Abendläuten revisited Ein Archiv-Schatz wird gehoben
Vor 60 Jahren lief im Fernsehen die Reihe "Abendläuten". Die Kamerateams waren dafür in ganz Bayern unterwegs und fingen neben dem Läuten der Glocken auch alltägliche Situationen ein. Ein Archiv-Schatz, möchte man meinen. Aber: Von den meisten Beiträgen ist nur noch das Drehmaterial vorhanden, der Ton fehlt – und damit jeder Hinweis darauf, wer eigentlich zu sehen ist. Kann man daraus trotzdem berührendes und spannendes Fernsehen machen?

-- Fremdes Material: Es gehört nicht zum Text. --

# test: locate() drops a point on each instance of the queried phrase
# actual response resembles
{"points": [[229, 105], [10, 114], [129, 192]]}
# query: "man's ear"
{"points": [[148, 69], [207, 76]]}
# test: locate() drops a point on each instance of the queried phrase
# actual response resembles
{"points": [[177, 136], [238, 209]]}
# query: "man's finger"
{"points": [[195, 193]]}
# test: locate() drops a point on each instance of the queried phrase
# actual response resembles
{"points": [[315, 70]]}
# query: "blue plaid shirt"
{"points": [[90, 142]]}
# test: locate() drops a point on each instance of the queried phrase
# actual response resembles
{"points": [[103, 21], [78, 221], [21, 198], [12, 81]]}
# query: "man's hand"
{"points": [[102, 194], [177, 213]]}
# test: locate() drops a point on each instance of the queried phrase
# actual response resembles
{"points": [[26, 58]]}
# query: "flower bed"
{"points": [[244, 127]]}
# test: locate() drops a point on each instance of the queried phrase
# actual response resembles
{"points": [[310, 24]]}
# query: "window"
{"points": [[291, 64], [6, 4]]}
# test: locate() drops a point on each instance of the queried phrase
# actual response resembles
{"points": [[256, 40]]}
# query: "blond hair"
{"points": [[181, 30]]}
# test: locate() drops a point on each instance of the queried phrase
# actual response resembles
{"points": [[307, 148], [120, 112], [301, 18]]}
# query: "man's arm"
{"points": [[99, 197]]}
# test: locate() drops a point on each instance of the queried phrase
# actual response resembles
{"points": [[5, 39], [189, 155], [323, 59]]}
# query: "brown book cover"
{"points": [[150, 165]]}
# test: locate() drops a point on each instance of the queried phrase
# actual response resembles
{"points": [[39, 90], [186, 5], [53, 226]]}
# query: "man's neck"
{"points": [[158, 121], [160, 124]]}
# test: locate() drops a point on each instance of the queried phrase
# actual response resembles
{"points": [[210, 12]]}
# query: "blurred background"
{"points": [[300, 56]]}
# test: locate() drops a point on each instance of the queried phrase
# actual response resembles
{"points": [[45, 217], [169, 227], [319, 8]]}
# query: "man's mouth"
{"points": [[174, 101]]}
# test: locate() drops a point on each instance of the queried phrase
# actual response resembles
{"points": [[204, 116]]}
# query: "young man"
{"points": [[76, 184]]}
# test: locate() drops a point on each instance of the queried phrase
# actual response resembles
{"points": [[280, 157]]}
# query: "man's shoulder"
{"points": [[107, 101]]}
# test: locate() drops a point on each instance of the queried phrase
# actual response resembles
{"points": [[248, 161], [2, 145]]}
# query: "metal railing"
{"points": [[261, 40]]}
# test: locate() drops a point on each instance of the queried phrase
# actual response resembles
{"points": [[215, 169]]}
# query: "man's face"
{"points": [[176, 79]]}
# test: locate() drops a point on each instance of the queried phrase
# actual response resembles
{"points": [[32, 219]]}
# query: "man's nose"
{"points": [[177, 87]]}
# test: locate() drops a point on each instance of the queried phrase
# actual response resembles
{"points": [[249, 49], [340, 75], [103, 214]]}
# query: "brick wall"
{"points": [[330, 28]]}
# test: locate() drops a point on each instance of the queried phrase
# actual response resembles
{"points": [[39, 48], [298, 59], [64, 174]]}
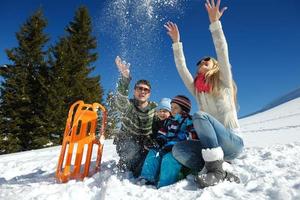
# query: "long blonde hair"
{"points": [[213, 78]]}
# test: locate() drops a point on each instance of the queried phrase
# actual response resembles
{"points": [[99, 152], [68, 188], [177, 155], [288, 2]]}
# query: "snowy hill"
{"points": [[269, 168], [283, 99]]}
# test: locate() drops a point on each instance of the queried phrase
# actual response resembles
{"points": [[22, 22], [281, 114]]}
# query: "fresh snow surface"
{"points": [[269, 168]]}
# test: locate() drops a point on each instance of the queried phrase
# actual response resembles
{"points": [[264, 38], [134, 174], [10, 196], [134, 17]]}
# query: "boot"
{"points": [[215, 173]]}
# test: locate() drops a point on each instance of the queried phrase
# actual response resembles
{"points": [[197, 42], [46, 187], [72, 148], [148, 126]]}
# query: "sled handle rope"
{"points": [[80, 139]]}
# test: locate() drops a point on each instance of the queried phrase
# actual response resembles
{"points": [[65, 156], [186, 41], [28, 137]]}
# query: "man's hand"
{"points": [[213, 10], [173, 31], [123, 67]]}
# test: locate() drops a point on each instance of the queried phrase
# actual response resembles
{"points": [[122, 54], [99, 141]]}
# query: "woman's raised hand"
{"points": [[122, 66], [213, 10], [173, 31]]}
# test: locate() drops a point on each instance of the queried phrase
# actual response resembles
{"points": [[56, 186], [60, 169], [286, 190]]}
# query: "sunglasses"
{"points": [[203, 59], [142, 89]]}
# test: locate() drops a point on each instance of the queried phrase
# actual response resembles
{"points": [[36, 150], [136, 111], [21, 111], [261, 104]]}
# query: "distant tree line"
{"points": [[43, 81]]}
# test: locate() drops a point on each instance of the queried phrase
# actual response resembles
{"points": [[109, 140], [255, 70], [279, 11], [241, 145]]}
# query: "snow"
{"points": [[269, 168]]}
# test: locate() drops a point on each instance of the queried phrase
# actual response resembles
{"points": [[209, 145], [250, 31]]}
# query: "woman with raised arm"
{"points": [[216, 123]]}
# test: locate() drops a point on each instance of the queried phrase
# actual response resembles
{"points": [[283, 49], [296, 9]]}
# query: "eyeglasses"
{"points": [[142, 89], [203, 59]]}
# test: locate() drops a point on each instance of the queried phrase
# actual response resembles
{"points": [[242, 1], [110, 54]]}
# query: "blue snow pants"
{"points": [[160, 169]]}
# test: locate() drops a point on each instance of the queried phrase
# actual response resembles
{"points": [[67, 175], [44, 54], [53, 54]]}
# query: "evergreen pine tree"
{"points": [[112, 116], [71, 62], [24, 89]]}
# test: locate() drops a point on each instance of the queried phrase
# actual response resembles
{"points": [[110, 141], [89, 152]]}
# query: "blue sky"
{"points": [[263, 38]]}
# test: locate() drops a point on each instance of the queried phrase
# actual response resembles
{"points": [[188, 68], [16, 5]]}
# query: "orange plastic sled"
{"points": [[79, 141]]}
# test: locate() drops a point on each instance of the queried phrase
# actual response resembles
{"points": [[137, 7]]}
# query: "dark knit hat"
{"points": [[183, 102]]}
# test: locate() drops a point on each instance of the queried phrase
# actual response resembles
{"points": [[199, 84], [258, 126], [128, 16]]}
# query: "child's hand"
{"points": [[213, 10]]}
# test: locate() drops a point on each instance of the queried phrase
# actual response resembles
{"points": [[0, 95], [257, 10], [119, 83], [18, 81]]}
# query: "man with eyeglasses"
{"points": [[137, 121]]}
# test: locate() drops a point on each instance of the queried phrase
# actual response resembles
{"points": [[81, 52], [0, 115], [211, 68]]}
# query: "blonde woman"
{"points": [[216, 123]]}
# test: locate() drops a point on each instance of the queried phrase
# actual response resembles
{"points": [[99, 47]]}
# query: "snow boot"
{"points": [[214, 165]]}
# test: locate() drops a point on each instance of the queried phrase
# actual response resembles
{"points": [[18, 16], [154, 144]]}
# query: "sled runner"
{"points": [[79, 141]]}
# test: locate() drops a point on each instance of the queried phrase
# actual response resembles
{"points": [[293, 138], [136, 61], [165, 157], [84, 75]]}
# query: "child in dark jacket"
{"points": [[160, 167]]}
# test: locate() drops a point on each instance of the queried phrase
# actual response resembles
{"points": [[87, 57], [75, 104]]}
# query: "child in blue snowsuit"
{"points": [[160, 167]]}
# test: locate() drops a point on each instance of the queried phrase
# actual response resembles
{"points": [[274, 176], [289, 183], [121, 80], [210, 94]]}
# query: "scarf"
{"points": [[200, 84]]}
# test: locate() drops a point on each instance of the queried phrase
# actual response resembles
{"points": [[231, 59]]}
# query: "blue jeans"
{"points": [[165, 168], [211, 134]]}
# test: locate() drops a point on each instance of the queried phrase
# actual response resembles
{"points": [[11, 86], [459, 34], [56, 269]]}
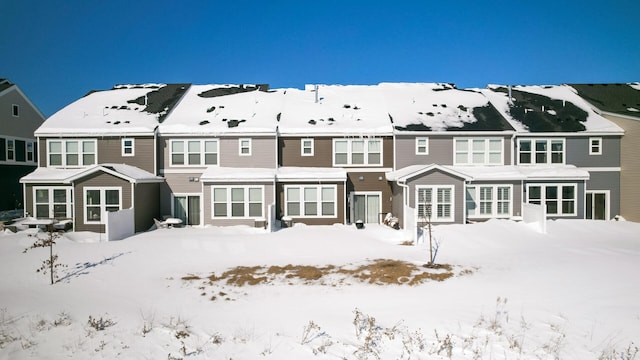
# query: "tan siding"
{"points": [[630, 168], [263, 152], [340, 215], [25, 124], [110, 151], [99, 179], [436, 177]]}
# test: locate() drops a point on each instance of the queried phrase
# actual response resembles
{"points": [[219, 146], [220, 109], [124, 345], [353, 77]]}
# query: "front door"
{"points": [[597, 205], [366, 207], [187, 209]]}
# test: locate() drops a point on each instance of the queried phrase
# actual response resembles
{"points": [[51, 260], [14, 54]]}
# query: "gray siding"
{"points": [[630, 164], [440, 149], [99, 179], [25, 124], [269, 198], [263, 152], [110, 151], [607, 181], [577, 152], [436, 177]]}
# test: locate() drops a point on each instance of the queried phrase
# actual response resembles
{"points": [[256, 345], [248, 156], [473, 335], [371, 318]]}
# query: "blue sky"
{"points": [[57, 51]]}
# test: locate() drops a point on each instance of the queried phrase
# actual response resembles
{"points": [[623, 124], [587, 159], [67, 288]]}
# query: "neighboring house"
{"points": [[249, 155], [19, 117], [99, 154], [218, 155], [335, 145], [620, 103]]}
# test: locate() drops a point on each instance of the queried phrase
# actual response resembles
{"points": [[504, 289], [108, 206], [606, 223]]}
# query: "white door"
{"points": [[366, 207]]}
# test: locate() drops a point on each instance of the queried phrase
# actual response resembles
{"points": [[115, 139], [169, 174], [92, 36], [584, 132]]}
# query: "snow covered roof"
{"points": [[344, 109], [548, 109], [125, 109], [225, 109], [66, 176], [293, 173], [440, 107], [228, 174]]}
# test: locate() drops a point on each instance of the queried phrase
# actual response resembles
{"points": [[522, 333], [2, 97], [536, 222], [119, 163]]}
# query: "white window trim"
{"points": [[311, 146], [549, 152], [350, 152], [240, 147], [185, 152], [543, 200], [63, 152], [591, 140], [246, 201], [494, 201], [434, 202], [318, 201], [426, 140], [133, 147], [103, 205], [469, 151], [50, 203]]}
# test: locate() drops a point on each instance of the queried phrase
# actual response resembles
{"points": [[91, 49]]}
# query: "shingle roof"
{"points": [[621, 99]]}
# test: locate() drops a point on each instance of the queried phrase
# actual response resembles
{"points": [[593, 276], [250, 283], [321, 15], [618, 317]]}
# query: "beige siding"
{"points": [[110, 151], [207, 204], [290, 152], [102, 180], [25, 124], [630, 168], [263, 152]]}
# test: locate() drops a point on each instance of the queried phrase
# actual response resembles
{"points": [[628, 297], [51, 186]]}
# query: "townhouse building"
{"points": [[19, 117], [250, 155]]}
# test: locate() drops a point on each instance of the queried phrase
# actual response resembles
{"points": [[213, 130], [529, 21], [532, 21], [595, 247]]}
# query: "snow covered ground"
{"points": [[569, 294]]}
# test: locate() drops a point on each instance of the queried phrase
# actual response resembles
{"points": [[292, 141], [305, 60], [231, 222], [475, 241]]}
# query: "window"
{"points": [[311, 201], [30, 151], [244, 147], [488, 201], [435, 202], [99, 201], [559, 199], [478, 151], [237, 202], [11, 150], [541, 151], [422, 146], [357, 152], [128, 147], [52, 202], [595, 146], [306, 147], [71, 152], [194, 152]]}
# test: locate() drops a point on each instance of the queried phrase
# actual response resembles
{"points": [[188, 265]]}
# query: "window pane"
{"points": [[42, 196], [72, 147], [255, 194], [55, 146], [293, 194], [237, 209], [220, 210], [237, 194], [194, 146], [59, 196], [219, 194], [177, 146], [112, 197], [255, 209], [89, 146]]}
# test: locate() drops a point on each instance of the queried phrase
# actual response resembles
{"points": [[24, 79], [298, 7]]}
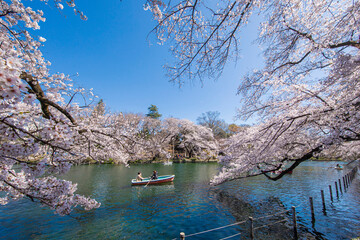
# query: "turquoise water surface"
{"points": [[191, 205]]}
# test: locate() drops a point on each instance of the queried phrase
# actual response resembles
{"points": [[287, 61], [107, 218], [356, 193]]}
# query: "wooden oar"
{"points": [[148, 182]]}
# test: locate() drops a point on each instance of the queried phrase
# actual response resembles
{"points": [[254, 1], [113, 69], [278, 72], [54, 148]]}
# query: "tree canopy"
{"points": [[306, 96], [153, 112]]}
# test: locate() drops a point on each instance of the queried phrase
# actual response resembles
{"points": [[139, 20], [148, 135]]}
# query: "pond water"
{"points": [[190, 205]]}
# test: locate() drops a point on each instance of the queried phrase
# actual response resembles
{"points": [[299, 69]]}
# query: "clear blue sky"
{"points": [[112, 54]]}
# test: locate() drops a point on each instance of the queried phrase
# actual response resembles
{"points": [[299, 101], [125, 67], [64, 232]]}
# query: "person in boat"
{"points": [[139, 178], [154, 176]]}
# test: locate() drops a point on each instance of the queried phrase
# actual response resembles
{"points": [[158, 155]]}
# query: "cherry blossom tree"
{"points": [[38, 126], [306, 96]]}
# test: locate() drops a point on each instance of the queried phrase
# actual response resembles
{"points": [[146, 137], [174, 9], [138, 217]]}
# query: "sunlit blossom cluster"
{"points": [[306, 97]]}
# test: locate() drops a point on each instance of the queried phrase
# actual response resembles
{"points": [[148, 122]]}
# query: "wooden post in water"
{"points": [[312, 209], [337, 191], [251, 228], [340, 185], [330, 193], [323, 200], [294, 223]]}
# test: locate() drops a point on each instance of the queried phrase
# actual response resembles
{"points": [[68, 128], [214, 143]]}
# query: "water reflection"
{"points": [[189, 204]]}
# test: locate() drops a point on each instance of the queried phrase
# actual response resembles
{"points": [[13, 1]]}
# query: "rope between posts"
{"points": [[230, 236], [284, 220], [267, 216], [214, 229], [238, 223]]}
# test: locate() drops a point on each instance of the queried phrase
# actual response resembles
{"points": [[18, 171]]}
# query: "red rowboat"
{"points": [[160, 179]]}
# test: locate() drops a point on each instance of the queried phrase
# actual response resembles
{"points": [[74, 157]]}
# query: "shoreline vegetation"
{"points": [[188, 160]]}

Die Redaktion "Zwischen Spessart und Karwendel" hat es gewagt – und geschafft!
Das "Abendläuten" war eine der ersten Reihen, die der BR von 1955 bis 1961 in der "Münchner Abendschau" sendete, dem Regionalfenster im ARD-Gemeinschaftsprogramm. Insgesamt waren es knapp 200 Beiträge mit einer Länge von drei bis acht Minuten, in denen neben den Kirchen oft auch die Menschen zu sehen waren, die in den Dörfern lebten: Bauern, Schulkinder, Holzarbeiter, Hausfrauen. Diese Aufnahmen verschwanden im Archiv, und bis auf wenige Ausnahmen, die inzwischen digitalisiert wurden, hat sie kein Mensch mehr angeschaut.
Bilder ohne Ton
Die Bestände zu sichten ist manchmal frustrierend, denn erhalten ist oft nur das Bild - ohne Ton. Damit fehlen auch die Informationen, wer auf den Bildern zu sehen ist. Auf den ersten Blick sind diese historischen Aufnahmen für eine Ausstrahlung verloren. "Zwischen Spessart und Karwendel" hat sich aber nicht abschrecken lassen. Die Autorin Sandra Wiest ist in die Orte gefahren, in denen der Bayerische Rundfunk vor 60 Jahren schon einmal zu Besuch war. Wie haben sie sich verändert? Was ist aus den Menschen geworden, die damals im Fernsehen zu sehen waren? Die Frage war aber auch: Ist es das Produktionsrisiko wert? Finden wir nach 60 Jahren überhaupt noch jemanden, der sich an die Dreharbeiten und an die gefilmten Menschen erinnert? Eine Kontaktperson wurde deshalb immer vorrecherchiert, der Rest hat sich spontan ergeben.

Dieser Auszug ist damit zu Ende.